# My 2nd bowl



## joshwill (Nov 22, 2012)

I guess I started turning in a bit of an unusual way. The first bowl I ever turned was a segmented bowl made from myrtlewood, which was functional, but not spectacular by any means. This one was my second bowl and I learned a great deal doing this one. There have been many since, but this is still one of my favorites. My wife has forbidden me to sell it. I hope posting this will spark some inspiration in someone else, just like everyone else's posts inspire me. The bowl is maple, ebony and purpleheart.


----------



## Vern Tator (Nov 22, 2012)

Sharp looking.


----------



## DKMD (Nov 22, 2012)

Nicely done! Great wood combo, and I really like that little black detail at the top and bottom.


----------



## TimR (Nov 22, 2012)

Very very nice and an excellent combo of woods. I have one or two pieces that LOML gives me the eye if I even joke about selling or giving away.


----------



## okietreedude (Nov 23, 2012)

Thats pretty sweet looking!


----------



## Patrude (Nov 23, 2012)

joshwill said:


> I guess I started turning in a bit of an unusual way. The first bowl I ever turned was a segmented bowl made from myrtlewood, which was functional, but not spectacular by any means. This one was my second bowl and I learned a great deal doing this one. There have been many since, but this is still one of my favorites. My wife has forbidden me to sell it. I hope posting this will spark some inspiration in someone else, just like everyone else's posts inspire me. The bowl is maple, ebony and purpleheart.

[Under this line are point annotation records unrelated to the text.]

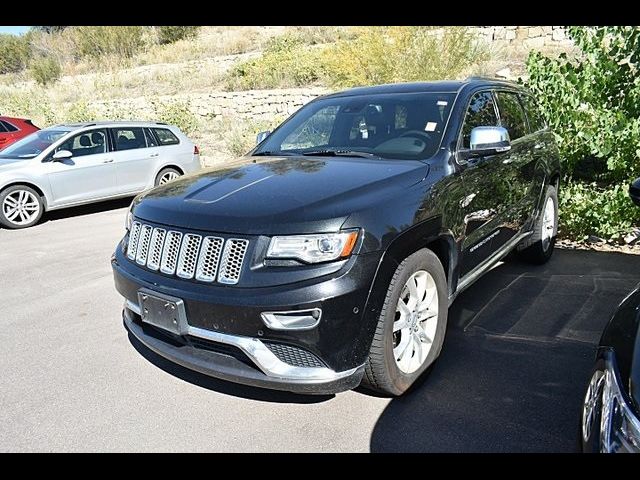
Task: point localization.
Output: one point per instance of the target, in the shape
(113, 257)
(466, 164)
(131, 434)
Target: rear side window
(129, 138)
(481, 113)
(536, 122)
(87, 143)
(151, 140)
(166, 136)
(8, 126)
(511, 114)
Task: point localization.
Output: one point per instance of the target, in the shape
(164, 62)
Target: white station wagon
(67, 165)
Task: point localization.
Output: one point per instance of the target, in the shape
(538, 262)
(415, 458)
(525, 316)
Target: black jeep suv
(330, 253)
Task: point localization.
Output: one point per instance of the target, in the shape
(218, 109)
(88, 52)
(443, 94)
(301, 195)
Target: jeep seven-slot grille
(187, 255)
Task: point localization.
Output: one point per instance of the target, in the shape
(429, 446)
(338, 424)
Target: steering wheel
(419, 134)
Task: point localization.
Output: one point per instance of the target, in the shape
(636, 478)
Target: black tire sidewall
(421, 260)
(6, 222)
(156, 183)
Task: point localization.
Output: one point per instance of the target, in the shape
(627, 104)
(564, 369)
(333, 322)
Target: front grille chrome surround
(232, 259)
(188, 255)
(206, 259)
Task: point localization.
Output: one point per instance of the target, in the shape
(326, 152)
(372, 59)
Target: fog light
(293, 320)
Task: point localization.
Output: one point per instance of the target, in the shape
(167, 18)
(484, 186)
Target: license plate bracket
(163, 311)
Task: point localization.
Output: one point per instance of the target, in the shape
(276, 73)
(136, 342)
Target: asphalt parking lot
(510, 379)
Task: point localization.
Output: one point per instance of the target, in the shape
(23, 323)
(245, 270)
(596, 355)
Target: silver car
(69, 165)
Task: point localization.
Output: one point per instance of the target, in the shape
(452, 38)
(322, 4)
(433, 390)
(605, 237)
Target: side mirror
(262, 135)
(61, 155)
(486, 141)
(634, 191)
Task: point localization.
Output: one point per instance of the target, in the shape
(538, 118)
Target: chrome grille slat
(170, 253)
(134, 236)
(143, 244)
(232, 260)
(155, 248)
(188, 255)
(209, 258)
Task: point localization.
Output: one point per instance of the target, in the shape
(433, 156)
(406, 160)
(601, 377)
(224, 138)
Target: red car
(13, 129)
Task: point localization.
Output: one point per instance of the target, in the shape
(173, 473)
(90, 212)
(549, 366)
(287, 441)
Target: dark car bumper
(225, 336)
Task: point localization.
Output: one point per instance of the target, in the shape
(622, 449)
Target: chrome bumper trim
(263, 358)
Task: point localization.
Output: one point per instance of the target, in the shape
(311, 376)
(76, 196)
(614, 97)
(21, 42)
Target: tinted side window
(151, 140)
(9, 127)
(166, 136)
(87, 143)
(481, 113)
(129, 138)
(536, 122)
(511, 115)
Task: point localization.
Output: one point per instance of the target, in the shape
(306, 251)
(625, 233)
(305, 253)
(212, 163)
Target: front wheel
(543, 239)
(166, 175)
(411, 326)
(20, 207)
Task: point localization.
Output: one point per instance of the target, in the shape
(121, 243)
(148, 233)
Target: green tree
(593, 101)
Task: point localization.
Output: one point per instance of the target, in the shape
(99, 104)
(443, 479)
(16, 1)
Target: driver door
(89, 174)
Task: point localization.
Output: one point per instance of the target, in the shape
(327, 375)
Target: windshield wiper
(340, 153)
(269, 153)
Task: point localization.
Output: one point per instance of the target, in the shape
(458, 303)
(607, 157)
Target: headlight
(620, 428)
(129, 220)
(313, 248)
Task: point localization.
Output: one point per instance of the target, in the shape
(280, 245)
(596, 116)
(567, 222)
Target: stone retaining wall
(527, 37)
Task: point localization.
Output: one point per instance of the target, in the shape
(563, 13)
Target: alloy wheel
(168, 177)
(416, 319)
(21, 207)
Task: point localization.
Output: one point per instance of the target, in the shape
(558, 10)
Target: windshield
(395, 125)
(32, 145)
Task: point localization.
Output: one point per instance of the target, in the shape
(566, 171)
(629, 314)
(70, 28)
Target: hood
(270, 195)
(10, 163)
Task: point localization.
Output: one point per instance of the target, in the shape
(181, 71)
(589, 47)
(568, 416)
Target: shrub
(593, 102)
(167, 34)
(587, 209)
(397, 54)
(80, 112)
(15, 53)
(285, 62)
(119, 41)
(45, 70)
(179, 114)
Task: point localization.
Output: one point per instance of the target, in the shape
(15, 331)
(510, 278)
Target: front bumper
(226, 337)
(272, 373)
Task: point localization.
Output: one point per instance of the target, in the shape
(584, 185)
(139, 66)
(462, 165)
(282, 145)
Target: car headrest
(85, 141)
(97, 138)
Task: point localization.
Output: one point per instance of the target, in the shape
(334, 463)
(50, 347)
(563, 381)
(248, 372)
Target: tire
(20, 207)
(590, 435)
(383, 372)
(165, 175)
(539, 246)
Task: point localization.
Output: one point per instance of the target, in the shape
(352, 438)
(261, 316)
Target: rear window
(166, 136)
(8, 126)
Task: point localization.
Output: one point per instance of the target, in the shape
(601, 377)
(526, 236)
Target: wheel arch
(26, 183)
(428, 234)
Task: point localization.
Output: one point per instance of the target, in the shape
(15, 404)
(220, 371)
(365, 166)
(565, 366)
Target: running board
(489, 262)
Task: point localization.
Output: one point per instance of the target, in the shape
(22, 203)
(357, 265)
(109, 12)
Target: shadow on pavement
(516, 361)
(221, 386)
(86, 209)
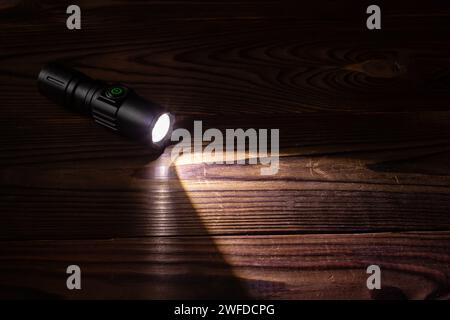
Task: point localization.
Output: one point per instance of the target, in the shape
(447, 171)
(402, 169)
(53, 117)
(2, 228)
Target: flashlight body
(114, 106)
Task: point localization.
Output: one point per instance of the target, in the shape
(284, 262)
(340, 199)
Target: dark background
(364, 176)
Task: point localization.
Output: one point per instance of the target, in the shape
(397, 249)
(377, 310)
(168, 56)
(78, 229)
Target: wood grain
(415, 266)
(364, 172)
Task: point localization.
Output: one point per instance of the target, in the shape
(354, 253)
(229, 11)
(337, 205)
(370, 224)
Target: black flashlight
(111, 105)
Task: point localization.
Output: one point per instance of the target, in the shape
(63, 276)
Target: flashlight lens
(161, 128)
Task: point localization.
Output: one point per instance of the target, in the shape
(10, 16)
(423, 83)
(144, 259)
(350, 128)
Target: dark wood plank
(212, 65)
(365, 127)
(414, 265)
(338, 173)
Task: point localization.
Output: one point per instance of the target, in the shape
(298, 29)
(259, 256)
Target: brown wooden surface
(364, 174)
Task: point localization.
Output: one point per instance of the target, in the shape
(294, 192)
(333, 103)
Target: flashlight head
(114, 106)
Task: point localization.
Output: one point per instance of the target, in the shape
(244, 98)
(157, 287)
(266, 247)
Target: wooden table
(364, 177)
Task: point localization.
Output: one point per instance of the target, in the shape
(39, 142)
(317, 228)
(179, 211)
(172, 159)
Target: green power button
(116, 92)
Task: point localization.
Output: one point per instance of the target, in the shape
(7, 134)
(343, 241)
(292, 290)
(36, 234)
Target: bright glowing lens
(161, 128)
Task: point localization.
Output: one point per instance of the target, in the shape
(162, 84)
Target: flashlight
(112, 105)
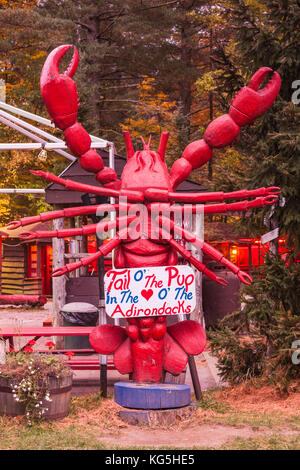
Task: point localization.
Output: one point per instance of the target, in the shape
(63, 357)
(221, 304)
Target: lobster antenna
(128, 144)
(163, 144)
(146, 146)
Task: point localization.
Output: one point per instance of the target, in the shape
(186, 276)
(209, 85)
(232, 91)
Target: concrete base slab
(157, 417)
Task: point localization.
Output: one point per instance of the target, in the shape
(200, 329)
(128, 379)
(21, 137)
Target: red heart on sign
(147, 293)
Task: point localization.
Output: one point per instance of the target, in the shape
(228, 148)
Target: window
(32, 264)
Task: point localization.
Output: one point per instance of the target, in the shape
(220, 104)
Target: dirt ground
(241, 417)
(236, 413)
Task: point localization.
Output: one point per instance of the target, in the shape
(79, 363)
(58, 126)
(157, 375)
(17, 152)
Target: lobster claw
(250, 102)
(59, 90)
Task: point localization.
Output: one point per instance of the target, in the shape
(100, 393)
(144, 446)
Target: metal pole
(41, 120)
(102, 315)
(30, 127)
(21, 191)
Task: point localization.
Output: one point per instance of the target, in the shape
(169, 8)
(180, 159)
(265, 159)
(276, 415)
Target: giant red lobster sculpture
(146, 347)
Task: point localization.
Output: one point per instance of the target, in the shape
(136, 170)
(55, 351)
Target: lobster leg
(249, 104)
(188, 256)
(153, 194)
(239, 206)
(136, 196)
(206, 248)
(73, 232)
(69, 212)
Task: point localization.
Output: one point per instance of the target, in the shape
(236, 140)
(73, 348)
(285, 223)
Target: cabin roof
(40, 226)
(57, 194)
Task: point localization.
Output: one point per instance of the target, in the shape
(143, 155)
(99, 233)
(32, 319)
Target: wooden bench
(86, 363)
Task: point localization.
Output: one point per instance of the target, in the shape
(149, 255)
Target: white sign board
(149, 292)
(267, 237)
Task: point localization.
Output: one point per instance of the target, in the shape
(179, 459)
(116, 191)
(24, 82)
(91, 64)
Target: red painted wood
(105, 339)
(190, 335)
(46, 331)
(175, 359)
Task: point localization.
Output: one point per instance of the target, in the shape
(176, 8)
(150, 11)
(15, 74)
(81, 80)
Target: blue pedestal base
(152, 396)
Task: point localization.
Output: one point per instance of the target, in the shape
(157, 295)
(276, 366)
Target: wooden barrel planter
(60, 394)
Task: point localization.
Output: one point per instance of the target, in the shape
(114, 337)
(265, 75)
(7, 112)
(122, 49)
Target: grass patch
(273, 442)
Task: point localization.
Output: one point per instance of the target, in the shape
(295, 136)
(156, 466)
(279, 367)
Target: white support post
(58, 283)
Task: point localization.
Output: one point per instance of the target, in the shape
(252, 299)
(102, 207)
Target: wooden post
(58, 283)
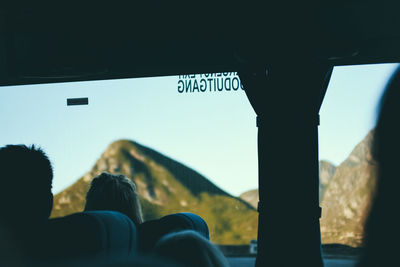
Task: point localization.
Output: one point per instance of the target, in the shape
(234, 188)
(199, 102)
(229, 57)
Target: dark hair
(26, 177)
(114, 192)
(190, 248)
(381, 231)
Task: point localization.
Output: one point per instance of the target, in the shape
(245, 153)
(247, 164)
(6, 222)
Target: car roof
(92, 40)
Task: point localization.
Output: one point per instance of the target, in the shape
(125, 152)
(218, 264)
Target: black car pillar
(286, 98)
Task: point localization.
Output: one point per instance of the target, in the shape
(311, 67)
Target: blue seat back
(89, 234)
(150, 232)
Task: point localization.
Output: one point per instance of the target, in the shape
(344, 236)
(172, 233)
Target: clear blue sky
(349, 109)
(213, 132)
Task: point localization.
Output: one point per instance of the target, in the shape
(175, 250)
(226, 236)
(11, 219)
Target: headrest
(91, 234)
(151, 231)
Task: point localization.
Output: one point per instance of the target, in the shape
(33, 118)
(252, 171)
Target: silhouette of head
(26, 177)
(114, 192)
(190, 248)
(382, 228)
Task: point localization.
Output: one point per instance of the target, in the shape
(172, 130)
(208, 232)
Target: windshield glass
(188, 142)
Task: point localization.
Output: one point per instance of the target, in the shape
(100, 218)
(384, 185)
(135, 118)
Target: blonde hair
(114, 192)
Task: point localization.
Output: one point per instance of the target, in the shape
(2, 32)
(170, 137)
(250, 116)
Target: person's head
(26, 177)
(114, 192)
(381, 231)
(190, 248)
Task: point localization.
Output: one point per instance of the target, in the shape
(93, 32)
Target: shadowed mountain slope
(348, 197)
(166, 186)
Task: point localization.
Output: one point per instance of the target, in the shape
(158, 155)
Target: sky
(213, 132)
(350, 107)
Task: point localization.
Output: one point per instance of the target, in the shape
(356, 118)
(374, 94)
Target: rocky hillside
(348, 196)
(167, 186)
(251, 197)
(326, 172)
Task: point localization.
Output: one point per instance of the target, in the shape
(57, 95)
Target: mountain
(166, 186)
(326, 172)
(348, 197)
(251, 197)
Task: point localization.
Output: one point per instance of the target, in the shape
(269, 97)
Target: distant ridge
(166, 186)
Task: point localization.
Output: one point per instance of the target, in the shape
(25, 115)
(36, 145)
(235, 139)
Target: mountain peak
(362, 152)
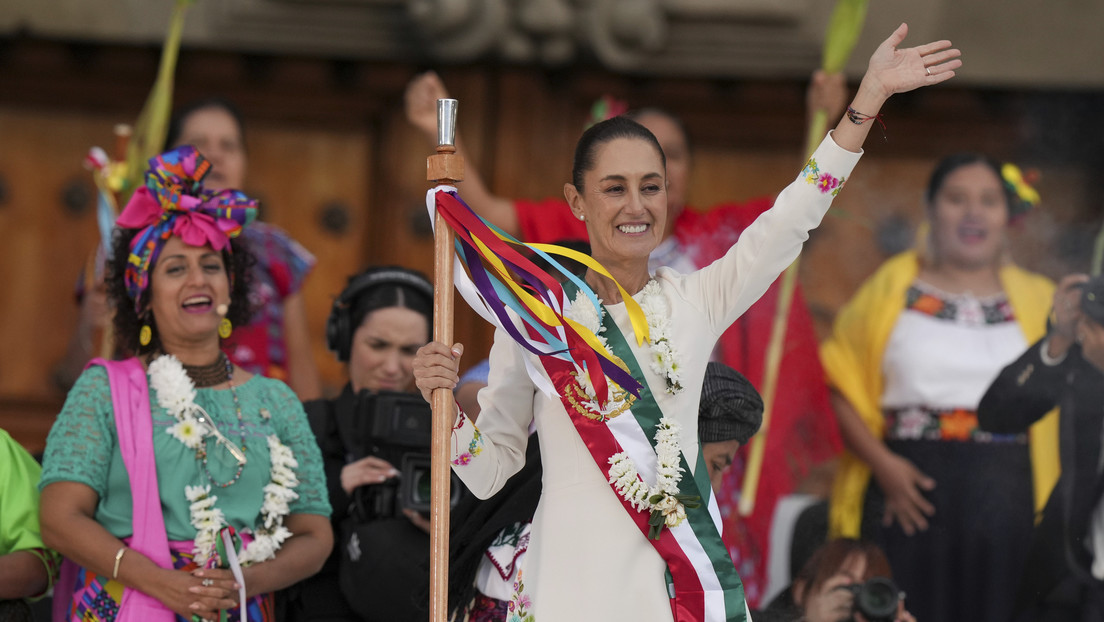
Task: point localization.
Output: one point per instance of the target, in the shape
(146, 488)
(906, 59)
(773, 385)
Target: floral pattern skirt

just beautiful, that one surely is a keeper. She is right, hold on to that bowl. Excellent work


----------



## phinds (Nov 23, 2012)

That's an impressive bowl in any case, but to have been only your 2nd ... well, that's REALLY impressive.


----------



## duncsuss (Nov 24, 2012)

phinds said:


> That's an impressive bowl in any case, but to have been only your 2nd ... well, that's REALLY impressive.



:whs:


----------